À l’autre bout, l’échange était un peu passionné. En fait, Richard Martin n’avait pas digéré le fait que le maire de Vathy n’ait pas fait le déplacement. L’attachée culturelle de l’ambassade de France à Athènes, elle, ne voulut pas en faire un plat. Elle mit cette bouderie sur le compte de la nature des îliens qui seraient très caractériels…

Contrairement aux Athéniens, plus ouverts, les habitants des îles, a fortiori de Vathy, marquée par une vieille blessure engendrée par les invasions et la piraterie, sont en effet méfiants à l’égard des étrangers.

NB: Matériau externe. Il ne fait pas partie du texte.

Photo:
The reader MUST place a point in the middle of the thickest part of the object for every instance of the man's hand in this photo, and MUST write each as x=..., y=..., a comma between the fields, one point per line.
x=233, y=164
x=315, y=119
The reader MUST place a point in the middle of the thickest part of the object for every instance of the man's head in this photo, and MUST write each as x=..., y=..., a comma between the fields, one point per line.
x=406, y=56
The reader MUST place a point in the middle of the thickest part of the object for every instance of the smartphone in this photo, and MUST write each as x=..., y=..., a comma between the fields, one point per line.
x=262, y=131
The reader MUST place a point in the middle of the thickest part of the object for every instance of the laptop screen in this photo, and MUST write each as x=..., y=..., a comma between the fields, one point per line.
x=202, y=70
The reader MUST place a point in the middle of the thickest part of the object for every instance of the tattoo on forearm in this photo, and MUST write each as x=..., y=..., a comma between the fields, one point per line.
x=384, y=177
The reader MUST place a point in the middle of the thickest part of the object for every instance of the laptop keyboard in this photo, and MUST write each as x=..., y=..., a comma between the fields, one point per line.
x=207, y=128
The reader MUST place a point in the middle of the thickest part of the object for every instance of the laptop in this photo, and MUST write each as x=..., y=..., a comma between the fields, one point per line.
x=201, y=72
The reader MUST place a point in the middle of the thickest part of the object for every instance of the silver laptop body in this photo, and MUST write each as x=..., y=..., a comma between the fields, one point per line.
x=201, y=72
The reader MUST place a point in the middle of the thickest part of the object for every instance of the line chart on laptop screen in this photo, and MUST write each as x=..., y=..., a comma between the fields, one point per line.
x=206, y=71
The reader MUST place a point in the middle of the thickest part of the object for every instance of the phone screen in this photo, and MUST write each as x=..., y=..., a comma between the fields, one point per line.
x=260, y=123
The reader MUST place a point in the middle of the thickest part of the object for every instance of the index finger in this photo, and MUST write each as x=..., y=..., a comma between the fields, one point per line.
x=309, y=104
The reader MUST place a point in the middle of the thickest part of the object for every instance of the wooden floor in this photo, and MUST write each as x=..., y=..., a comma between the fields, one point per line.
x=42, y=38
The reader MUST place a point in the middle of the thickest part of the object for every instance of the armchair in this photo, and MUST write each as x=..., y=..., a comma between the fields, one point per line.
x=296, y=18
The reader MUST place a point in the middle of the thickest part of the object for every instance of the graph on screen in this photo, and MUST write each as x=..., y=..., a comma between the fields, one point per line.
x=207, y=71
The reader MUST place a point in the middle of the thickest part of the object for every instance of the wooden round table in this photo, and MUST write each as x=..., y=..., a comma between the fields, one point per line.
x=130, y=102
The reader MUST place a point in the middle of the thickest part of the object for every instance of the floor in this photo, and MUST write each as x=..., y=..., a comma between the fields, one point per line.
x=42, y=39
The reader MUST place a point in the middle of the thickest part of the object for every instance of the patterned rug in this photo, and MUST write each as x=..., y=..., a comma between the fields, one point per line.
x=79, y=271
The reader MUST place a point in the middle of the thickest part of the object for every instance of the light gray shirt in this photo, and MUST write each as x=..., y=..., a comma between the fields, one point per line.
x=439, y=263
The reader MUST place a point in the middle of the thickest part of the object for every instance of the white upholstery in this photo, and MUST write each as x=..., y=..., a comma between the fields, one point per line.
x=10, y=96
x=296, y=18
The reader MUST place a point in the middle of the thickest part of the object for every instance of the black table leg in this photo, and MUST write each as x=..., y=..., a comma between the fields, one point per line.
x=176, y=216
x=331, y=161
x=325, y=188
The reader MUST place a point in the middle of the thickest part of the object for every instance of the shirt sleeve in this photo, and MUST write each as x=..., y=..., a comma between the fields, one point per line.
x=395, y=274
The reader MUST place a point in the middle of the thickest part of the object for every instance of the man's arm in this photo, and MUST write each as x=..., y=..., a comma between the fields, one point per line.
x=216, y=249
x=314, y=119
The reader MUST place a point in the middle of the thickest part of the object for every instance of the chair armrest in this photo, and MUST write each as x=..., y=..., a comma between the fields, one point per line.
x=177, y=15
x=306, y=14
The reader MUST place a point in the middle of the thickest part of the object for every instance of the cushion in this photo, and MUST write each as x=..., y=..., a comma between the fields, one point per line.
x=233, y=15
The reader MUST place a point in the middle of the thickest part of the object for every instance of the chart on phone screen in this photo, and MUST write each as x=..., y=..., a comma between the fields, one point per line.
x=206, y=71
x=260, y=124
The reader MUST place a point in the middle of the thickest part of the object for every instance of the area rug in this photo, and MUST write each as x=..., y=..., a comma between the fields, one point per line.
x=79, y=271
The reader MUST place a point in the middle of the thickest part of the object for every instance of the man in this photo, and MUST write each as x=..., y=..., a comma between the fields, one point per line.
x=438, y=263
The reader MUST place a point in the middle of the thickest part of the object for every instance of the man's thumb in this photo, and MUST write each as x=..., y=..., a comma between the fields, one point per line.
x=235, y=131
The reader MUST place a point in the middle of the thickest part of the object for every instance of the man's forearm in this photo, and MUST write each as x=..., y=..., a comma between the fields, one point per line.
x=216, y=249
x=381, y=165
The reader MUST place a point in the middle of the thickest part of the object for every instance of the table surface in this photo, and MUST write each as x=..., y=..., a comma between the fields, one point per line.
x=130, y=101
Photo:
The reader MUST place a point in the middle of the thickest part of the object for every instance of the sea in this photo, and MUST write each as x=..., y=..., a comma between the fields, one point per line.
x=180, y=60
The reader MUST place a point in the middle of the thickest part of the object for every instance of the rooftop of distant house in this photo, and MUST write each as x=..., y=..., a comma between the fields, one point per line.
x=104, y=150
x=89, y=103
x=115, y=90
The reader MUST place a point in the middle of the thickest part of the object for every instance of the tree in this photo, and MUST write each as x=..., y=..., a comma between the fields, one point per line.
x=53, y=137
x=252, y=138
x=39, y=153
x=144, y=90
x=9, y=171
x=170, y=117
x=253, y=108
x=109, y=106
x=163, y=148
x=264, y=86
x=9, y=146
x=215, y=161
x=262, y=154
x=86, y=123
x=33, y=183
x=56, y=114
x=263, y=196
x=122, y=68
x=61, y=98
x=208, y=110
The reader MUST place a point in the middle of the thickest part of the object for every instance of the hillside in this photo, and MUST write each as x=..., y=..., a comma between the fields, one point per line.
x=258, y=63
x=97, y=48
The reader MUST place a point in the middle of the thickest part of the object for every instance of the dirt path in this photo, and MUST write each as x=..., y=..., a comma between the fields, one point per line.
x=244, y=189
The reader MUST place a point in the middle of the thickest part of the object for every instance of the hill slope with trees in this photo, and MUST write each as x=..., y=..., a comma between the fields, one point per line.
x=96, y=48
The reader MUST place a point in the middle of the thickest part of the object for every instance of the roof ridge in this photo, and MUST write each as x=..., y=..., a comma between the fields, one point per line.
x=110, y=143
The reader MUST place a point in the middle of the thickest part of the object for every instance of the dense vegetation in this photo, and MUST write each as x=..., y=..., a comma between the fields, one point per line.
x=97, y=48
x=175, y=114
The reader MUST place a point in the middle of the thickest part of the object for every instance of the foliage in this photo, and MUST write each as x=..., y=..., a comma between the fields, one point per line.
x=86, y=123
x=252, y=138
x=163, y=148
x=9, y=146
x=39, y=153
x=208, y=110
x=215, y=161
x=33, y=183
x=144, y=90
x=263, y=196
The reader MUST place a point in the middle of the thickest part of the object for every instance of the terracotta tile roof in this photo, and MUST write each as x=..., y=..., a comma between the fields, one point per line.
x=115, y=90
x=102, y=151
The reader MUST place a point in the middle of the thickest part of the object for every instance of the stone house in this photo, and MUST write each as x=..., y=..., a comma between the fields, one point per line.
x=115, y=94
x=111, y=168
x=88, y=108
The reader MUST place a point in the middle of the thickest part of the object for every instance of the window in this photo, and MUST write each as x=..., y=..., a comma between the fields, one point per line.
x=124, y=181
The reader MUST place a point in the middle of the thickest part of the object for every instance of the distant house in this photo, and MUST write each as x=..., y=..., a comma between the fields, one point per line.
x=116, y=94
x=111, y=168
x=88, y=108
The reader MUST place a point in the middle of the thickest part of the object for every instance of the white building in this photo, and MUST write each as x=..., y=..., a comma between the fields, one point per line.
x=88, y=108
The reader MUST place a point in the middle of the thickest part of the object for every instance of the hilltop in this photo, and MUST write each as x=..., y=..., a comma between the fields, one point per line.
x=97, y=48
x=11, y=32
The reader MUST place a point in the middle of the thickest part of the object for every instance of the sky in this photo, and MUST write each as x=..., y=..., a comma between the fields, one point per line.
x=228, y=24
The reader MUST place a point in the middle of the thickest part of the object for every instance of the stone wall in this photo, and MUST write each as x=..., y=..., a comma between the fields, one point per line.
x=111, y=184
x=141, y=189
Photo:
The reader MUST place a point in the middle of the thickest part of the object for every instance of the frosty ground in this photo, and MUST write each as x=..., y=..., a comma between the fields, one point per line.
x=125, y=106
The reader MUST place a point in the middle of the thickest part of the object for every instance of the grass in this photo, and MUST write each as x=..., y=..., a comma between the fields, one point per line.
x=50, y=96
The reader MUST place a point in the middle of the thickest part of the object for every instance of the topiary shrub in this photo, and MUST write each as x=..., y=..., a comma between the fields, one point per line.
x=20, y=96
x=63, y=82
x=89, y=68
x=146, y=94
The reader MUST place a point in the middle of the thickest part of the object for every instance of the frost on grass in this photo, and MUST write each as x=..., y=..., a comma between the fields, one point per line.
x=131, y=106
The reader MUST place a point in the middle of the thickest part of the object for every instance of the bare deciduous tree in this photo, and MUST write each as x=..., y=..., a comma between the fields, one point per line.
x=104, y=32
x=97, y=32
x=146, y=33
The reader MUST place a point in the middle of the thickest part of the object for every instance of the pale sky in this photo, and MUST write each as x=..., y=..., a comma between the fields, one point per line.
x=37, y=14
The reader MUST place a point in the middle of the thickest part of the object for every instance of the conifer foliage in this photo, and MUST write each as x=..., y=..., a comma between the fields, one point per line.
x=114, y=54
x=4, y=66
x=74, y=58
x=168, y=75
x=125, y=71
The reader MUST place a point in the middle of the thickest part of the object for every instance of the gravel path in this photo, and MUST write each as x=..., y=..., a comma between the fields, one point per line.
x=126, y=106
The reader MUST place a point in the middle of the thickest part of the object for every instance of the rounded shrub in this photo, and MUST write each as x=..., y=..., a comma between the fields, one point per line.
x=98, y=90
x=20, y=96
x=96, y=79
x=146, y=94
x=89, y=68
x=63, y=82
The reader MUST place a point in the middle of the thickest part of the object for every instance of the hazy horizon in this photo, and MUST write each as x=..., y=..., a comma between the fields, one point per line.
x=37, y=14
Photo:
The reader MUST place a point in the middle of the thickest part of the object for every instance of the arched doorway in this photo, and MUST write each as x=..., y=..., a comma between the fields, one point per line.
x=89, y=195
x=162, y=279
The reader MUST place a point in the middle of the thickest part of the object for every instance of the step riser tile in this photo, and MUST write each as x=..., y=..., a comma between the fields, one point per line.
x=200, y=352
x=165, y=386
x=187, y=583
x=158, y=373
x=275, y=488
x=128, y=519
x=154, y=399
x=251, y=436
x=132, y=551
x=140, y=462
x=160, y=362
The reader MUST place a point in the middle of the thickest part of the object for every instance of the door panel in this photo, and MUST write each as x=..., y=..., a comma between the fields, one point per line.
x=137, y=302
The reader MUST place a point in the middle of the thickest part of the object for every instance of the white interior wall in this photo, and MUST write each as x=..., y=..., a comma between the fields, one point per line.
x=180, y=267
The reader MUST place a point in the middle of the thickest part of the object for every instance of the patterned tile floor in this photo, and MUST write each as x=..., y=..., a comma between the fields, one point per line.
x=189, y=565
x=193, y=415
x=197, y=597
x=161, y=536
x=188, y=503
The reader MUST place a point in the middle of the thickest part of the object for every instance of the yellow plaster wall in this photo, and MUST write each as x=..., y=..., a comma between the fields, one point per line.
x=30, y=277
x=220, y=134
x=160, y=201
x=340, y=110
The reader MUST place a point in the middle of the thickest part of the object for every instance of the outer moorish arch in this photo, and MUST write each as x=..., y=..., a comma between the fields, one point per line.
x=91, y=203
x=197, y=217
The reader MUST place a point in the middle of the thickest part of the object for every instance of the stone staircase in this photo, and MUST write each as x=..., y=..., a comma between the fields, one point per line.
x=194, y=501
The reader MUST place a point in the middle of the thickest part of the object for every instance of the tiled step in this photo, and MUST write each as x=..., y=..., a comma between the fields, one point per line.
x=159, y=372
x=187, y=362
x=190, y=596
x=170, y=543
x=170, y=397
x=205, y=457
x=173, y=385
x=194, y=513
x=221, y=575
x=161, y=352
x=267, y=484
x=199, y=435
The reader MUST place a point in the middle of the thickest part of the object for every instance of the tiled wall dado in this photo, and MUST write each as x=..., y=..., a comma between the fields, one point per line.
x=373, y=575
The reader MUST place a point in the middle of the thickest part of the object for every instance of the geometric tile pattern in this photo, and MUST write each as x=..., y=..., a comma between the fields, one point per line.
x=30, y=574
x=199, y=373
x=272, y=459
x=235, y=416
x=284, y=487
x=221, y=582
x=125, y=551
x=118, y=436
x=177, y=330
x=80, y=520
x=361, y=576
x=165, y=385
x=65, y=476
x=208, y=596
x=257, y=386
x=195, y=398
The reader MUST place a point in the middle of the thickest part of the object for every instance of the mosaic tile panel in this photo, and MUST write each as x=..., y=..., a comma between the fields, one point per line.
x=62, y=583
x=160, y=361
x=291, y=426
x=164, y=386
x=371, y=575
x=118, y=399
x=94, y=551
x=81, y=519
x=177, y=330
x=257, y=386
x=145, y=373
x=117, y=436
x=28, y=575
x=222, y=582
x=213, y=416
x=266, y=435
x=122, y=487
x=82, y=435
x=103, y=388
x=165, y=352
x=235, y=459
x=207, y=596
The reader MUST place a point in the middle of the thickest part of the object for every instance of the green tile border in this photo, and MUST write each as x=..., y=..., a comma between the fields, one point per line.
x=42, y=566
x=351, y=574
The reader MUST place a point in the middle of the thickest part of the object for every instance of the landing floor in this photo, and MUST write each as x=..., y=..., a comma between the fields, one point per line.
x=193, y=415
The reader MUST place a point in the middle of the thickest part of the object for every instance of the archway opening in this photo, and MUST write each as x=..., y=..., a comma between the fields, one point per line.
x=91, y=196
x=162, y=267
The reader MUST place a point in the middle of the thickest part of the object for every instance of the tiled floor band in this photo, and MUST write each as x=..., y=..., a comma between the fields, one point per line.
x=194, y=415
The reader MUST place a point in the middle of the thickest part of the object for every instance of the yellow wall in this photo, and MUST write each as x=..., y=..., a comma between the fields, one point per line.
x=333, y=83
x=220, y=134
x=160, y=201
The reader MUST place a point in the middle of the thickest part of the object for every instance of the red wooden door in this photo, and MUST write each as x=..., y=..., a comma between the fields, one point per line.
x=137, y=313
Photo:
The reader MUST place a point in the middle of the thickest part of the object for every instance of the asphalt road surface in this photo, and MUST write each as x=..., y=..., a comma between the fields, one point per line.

Mais passons, car le séjour dans les îles ioniennes coûte très cher. Nous dûmes payer une nuitée au prix d’or dans un hôtel pourtant modeste. «40 euros» (!), toussota le maître d’hôtel. La facture n’avait toutefois pas fait ciller mon ami espagnol Emilio Garrido, fidèle habitué du pays de Platon. «C’est le prix à payer pour admirer la plus belle île de la Grèce», me fit-il.

Vathy, dont les racines trempent profondément dans l’histoire, confluent de plusieurs civilisations (vénitienne, ottomane, byzantine, phénicienne, française, anglaise, etc), possède une architecture simple et sobre incarnée par des maisons blanchies à la chaux, aux toits plats et aux volets et portes colorées en bleu. Pour s’en rendre compte, il suffit d’une petite trotte du côté du village Perahori, situé à 3 kilomètres au sud de Vathy, construit sur le sommet d’une colline, 300 mètres au-dessus de la ville, d’où cette vue magnifique sur la mer ; ou du côté de «Paleohora», qui signifie en grec «village ancien», considéré comme la capitale de l’île pendant le Moyen Age et le début de la période vénitienne.